Überblick über Herrscher in Böhmen
Die Přemysliden waren das böhmischen Herrschergeschlecht, welches vom 9. Jh. bis 1306 mit Unterbrechungen die Macht in Böhmen ausübten.
Vratislav II.
* um 1035; † 1092
... war ab 1061 Fürst und ab 1085 als Vratislav I. König von Böhmen und zwischen 1076 und 1081 Markgraf der Lausitz. Er war Verbündeter vom deutschen Kaiser Heinrich IV. und half diesem bei der Besiegung des aufständischen sächsischen Adels. Wiprecht von Groitzsch war sein Schwiegersohn.
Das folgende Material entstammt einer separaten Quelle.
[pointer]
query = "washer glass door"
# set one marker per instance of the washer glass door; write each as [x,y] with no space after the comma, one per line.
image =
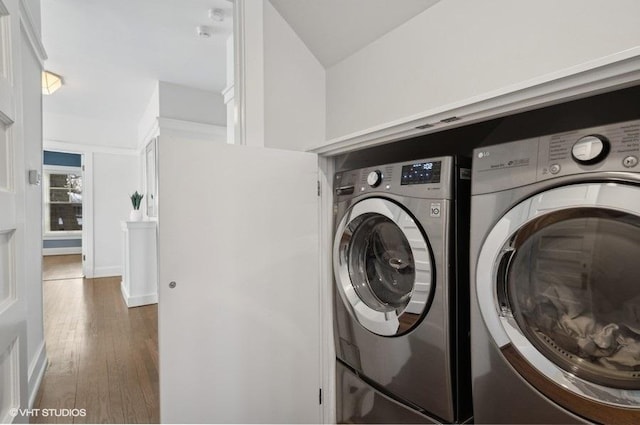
[572,287]
[557,279]
[382,265]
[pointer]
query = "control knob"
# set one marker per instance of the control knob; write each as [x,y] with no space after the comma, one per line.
[590,149]
[374,178]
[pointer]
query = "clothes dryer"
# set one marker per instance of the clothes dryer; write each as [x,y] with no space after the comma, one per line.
[555,260]
[400,259]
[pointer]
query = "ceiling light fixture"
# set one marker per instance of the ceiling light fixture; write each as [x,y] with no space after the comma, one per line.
[216,15]
[204,31]
[50,82]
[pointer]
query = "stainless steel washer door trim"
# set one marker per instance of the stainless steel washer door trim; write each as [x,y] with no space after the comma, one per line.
[392,322]
[503,328]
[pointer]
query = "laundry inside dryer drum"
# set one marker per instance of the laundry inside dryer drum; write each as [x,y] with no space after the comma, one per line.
[574,291]
[381,265]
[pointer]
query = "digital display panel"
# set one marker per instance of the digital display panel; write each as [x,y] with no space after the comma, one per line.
[424,172]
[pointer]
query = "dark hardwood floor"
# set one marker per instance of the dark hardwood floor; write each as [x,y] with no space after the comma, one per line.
[103,356]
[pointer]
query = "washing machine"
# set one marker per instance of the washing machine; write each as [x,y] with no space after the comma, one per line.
[400,259]
[555,260]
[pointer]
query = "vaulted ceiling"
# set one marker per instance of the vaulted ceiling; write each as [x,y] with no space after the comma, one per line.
[111,52]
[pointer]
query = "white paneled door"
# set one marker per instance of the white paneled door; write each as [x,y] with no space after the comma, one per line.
[239,317]
[13,367]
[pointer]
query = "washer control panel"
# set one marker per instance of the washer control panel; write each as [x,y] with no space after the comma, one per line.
[590,149]
[374,178]
[612,147]
[413,178]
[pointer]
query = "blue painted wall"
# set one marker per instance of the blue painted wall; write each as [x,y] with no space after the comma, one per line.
[62,243]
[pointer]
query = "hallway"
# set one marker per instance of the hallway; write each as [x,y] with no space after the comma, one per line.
[103,357]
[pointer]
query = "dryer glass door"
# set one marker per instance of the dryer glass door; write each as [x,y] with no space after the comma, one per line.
[382,265]
[573,288]
[557,279]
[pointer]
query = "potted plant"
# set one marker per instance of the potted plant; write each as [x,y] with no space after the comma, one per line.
[136,200]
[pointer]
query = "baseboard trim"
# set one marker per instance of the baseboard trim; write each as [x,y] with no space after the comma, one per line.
[36,372]
[138,300]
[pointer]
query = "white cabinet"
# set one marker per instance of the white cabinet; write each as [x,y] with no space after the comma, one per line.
[140,278]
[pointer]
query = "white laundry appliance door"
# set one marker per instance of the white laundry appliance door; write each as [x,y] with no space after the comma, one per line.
[557,285]
[383,266]
[239,327]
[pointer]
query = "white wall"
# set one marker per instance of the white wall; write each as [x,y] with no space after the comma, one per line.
[89,131]
[190,104]
[458,49]
[294,85]
[32,133]
[115,178]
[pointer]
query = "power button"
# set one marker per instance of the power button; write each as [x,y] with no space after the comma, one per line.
[554,168]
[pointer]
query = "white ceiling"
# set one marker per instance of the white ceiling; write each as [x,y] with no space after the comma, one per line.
[335,29]
[111,52]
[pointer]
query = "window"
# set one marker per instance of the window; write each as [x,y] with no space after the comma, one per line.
[62,200]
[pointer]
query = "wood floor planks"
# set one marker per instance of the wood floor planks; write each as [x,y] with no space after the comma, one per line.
[103,356]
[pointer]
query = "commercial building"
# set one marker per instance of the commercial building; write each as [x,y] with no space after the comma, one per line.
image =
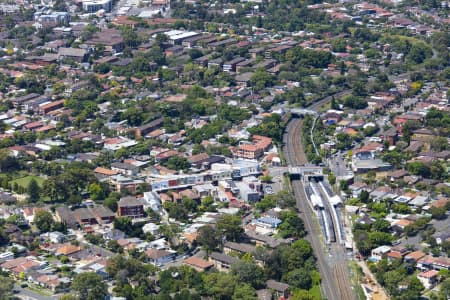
[130,207]
[92,6]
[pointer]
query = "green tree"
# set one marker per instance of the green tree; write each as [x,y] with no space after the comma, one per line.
[33,190]
[219,285]
[248,272]
[261,79]
[68,297]
[96,191]
[6,287]
[292,225]
[445,289]
[43,220]
[90,286]
[244,292]
[302,295]
[231,227]
[209,238]
[299,278]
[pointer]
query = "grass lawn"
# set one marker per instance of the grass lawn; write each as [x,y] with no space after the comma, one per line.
[24,181]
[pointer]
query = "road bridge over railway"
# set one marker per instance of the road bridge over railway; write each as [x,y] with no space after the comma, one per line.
[302,112]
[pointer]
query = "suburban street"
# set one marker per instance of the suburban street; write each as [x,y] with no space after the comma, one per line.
[27,294]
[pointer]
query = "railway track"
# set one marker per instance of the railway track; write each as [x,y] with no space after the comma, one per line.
[335,278]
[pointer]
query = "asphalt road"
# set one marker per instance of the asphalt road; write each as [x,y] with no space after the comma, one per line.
[26,294]
[332,262]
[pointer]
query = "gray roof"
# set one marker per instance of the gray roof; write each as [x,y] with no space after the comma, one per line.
[241,247]
[74,52]
[277,286]
[129,201]
[223,258]
[124,166]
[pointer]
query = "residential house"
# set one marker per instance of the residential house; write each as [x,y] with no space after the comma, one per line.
[130,207]
[102,214]
[198,264]
[76,54]
[254,150]
[379,253]
[111,39]
[414,256]
[159,257]
[125,169]
[222,262]
[280,289]
[145,129]
[428,278]
[241,248]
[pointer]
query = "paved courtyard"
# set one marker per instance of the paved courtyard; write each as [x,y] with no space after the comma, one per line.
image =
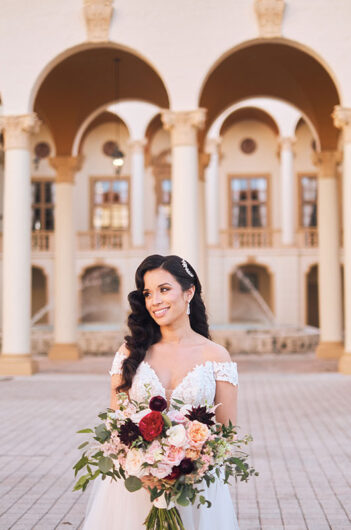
[297,409]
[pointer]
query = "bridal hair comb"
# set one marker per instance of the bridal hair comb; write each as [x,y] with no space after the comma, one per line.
[186,268]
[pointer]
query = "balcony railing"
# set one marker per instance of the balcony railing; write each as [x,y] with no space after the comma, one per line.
[250,238]
[103,240]
[42,241]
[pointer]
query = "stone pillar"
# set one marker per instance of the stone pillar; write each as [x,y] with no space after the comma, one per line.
[212,192]
[65,284]
[287,190]
[185,240]
[137,192]
[329,274]
[16,296]
[342,119]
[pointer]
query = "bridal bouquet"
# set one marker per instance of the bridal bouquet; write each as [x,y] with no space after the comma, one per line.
[171,454]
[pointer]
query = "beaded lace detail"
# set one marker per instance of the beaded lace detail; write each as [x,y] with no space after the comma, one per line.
[197,387]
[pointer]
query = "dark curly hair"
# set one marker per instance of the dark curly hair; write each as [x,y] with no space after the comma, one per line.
[144,331]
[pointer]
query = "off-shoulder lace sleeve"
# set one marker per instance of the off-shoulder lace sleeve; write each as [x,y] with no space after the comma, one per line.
[117,363]
[226,371]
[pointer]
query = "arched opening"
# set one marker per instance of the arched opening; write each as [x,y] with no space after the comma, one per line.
[39,295]
[279,70]
[101,295]
[86,80]
[251,294]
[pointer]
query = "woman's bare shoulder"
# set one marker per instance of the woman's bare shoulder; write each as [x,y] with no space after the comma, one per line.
[215,352]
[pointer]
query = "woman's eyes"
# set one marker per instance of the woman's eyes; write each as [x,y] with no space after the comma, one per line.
[163,289]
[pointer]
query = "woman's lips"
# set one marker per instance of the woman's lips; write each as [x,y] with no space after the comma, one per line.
[160,312]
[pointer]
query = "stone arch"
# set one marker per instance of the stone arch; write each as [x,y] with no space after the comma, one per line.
[244,306]
[40,296]
[272,68]
[100,294]
[64,105]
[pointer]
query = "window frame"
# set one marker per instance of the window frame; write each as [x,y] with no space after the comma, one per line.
[249,176]
[43,205]
[110,178]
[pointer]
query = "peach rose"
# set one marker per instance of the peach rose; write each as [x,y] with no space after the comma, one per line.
[197,433]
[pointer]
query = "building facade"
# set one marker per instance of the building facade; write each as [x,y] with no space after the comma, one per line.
[217,131]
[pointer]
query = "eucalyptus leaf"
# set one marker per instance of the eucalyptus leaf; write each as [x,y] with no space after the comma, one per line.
[133,483]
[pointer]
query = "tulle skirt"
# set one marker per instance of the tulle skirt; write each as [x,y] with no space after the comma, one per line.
[112,507]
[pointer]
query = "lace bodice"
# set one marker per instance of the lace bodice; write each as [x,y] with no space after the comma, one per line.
[196,388]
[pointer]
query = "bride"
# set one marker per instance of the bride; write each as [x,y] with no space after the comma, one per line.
[169,349]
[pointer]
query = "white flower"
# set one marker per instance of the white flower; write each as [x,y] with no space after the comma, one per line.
[133,463]
[177,435]
[139,415]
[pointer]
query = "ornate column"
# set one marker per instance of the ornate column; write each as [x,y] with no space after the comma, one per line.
[329,274]
[342,120]
[212,191]
[137,192]
[287,190]
[65,285]
[16,296]
[183,126]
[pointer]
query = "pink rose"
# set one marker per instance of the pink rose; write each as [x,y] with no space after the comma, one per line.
[174,455]
[197,433]
[177,416]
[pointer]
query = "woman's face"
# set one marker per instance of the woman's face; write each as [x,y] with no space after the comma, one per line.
[164,298]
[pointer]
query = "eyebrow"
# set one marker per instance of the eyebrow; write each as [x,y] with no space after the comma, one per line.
[161,285]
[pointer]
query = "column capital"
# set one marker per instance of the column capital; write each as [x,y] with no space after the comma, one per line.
[342,120]
[183,125]
[213,145]
[18,128]
[98,14]
[66,168]
[137,146]
[327,162]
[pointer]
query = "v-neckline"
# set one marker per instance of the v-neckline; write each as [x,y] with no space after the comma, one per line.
[193,369]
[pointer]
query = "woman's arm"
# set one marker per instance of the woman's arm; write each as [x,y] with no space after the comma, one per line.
[226,397]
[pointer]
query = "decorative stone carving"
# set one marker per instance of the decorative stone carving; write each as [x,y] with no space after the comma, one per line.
[17,130]
[327,162]
[184,125]
[269,17]
[342,120]
[66,168]
[98,14]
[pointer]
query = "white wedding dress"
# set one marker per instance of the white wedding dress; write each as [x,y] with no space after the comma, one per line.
[112,507]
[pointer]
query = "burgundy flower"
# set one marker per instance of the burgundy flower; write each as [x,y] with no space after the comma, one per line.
[151,425]
[128,432]
[158,403]
[201,414]
[175,473]
[186,466]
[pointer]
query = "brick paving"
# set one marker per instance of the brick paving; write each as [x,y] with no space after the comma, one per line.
[297,409]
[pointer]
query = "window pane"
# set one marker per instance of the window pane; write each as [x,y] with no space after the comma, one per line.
[259,215]
[239,189]
[49,219]
[36,192]
[166,191]
[239,216]
[119,216]
[101,191]
[120,191]
[48,192]
[259,189]
[36,222]
[309,215]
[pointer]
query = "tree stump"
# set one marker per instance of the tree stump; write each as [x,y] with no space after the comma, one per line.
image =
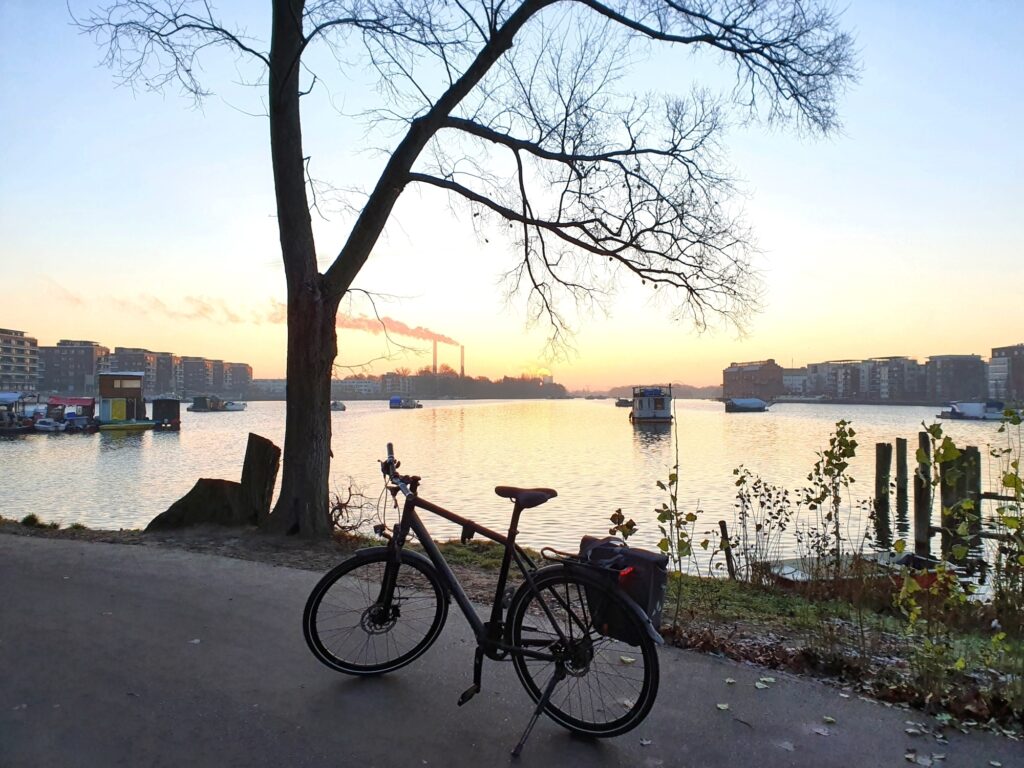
[210,501]
[225,502]
[259,473]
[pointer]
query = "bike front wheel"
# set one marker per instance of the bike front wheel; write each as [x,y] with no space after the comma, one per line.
[608,686]
[348,629]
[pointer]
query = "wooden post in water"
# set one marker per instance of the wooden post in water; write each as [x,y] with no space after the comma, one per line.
[727,548]
[923,498]
[961,503]
[883,469]
[901,483]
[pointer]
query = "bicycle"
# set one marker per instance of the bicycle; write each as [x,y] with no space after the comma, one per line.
[583,648]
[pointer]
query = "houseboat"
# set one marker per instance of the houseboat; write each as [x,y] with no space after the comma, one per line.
[210,403]
[745,406]
[397,401]
[651,404]
[122,407]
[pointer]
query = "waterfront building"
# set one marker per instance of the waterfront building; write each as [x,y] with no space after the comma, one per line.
[392,383]
[758,379]
[1006,374]
[18,361]
[270,388]
[835,379]
[197,375]
[238,378]
[71,367]
[956,377]
[795,381]
[168,374]
[892,379]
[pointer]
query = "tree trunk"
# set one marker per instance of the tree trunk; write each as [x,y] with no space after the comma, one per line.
[312,342]
[303,504]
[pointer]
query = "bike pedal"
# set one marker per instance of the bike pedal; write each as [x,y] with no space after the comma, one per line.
[468,693]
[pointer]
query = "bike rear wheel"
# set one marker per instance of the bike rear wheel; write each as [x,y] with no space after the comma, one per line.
[608,686]
[347,628]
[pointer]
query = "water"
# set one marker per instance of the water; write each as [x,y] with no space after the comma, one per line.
[586,450]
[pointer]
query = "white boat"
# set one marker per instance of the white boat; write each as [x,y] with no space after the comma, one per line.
[403,402]
[990,411]
[651,404]
[49,425]
[745,406]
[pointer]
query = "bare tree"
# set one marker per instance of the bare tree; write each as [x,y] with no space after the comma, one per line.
[521,110]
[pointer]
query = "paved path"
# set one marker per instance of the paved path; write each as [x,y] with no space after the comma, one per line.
[130,655]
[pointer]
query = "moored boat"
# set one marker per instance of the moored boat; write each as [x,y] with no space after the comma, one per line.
[989,411]
[403,402]
[49,425]
[745,406]
[129,425]
[651,404]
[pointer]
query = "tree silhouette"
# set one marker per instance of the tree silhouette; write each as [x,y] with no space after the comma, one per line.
[520,111]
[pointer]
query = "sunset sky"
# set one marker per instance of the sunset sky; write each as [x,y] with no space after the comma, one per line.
[134,219]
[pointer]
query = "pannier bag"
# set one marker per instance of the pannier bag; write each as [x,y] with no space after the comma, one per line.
[642,574]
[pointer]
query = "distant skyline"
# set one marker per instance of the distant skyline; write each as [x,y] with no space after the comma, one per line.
[136,220]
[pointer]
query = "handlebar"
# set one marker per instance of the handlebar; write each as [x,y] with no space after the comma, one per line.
[389,468]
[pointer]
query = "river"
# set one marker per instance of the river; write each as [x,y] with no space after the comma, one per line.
[587,450]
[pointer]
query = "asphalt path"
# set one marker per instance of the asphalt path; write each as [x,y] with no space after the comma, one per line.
[135,655]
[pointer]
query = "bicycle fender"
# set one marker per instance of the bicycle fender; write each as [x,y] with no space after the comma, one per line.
[585,570]
[412,555]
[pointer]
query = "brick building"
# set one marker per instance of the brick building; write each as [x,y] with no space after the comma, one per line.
[18,361]
[762,379]
[71,367]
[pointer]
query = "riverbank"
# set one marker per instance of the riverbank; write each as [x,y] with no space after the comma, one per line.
[720,617]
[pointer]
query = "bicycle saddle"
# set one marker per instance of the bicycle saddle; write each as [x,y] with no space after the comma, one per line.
[525,498]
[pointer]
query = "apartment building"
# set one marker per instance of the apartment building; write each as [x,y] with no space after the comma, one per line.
[71,367]
[18,361]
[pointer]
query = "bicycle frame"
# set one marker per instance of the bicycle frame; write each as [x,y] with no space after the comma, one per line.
[488,634]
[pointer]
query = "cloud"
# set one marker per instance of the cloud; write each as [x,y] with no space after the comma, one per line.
[375,326]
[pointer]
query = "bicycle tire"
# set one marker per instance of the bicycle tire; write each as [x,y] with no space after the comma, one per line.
[342,624]
[609,685]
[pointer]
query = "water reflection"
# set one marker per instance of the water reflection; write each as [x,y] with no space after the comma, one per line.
[648,434]
[587,450]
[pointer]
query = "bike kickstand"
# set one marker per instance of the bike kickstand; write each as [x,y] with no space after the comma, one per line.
[477,670]
[556,678]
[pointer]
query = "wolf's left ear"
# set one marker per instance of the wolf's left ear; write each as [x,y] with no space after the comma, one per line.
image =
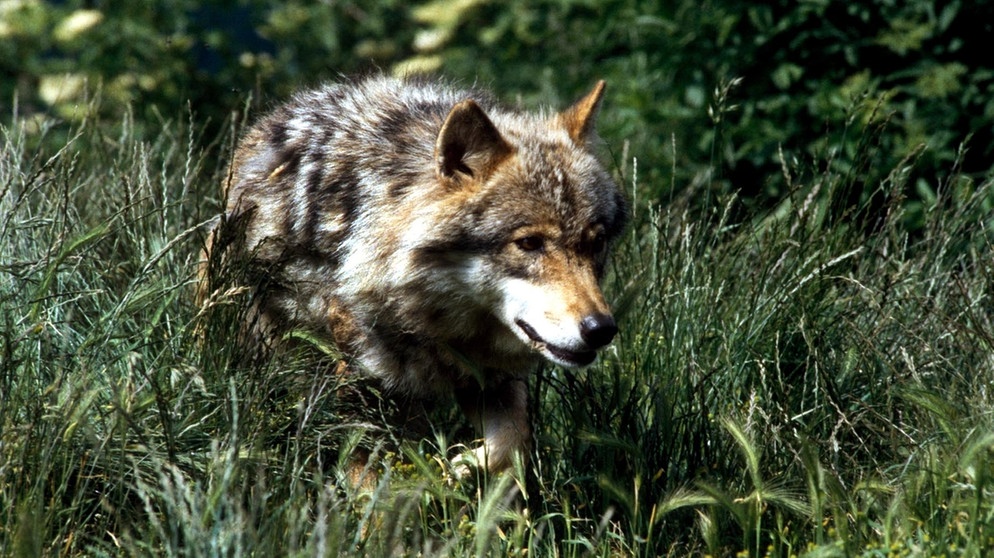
[469,143]
[579,118]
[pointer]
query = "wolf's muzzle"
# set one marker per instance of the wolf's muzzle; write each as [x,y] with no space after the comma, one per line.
[597,330]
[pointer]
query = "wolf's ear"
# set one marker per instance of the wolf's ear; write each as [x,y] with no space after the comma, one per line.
[469,143]
[579,118]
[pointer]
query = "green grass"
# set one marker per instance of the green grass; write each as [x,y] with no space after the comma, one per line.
[806,381]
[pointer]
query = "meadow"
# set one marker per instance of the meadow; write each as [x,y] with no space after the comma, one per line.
[806,358]
[812,378]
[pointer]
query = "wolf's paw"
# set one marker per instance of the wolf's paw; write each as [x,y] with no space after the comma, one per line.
[468,464]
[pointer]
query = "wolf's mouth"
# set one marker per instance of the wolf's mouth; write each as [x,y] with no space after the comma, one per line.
[558,354]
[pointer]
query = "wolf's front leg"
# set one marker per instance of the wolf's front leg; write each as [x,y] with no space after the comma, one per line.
[500,414]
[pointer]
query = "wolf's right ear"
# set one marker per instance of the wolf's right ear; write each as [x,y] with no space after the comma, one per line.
[469,143]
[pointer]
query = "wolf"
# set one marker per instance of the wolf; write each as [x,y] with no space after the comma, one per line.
[444,242]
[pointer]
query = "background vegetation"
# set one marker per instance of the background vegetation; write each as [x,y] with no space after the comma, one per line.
[808,347]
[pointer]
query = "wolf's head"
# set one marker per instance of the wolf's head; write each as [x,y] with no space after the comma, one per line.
[532,216]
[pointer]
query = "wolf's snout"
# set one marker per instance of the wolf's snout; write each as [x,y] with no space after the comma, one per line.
[598,330]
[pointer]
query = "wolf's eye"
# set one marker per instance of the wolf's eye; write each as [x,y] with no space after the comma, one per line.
[532,243]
Wenzel I. Přemysl (Václav I.)
* um 1205; † 1253
... war von 1230 bis 1253 König von Böhmen. Er förderte die Ansiedlung von Deutschen, modernisierte die Landwirtschaft und den Bergbau. In seiner Herrschaftszeit begann eine Welle der Stadt- und Klostergründungen. Er förderte den Zisterzienserorden.
Die Oberlausitzer Grenzurkunde zwischen dem Königreich Böhmen und dem Bischof von Meißen wurde am 7. Mai 1241 auf dem Königstein i. Sa. vom König Wenzel I. unterzeichnet. Sie grenzte die Besitzungen der Mark Meißen von der damals böhmischen Oberlausitz ab.
Přemysl Ottokar II.
* um 1232 † 1278
... war von 1253 bis 1278 König von Böhmen. Er war auch Herzog von Österreich, der Steiermark, Kärnten und Krain. Er hatte damit die größte Herrschaft eines Přemysliden und er bewarb sich auch mehrmals um die Reichskrone.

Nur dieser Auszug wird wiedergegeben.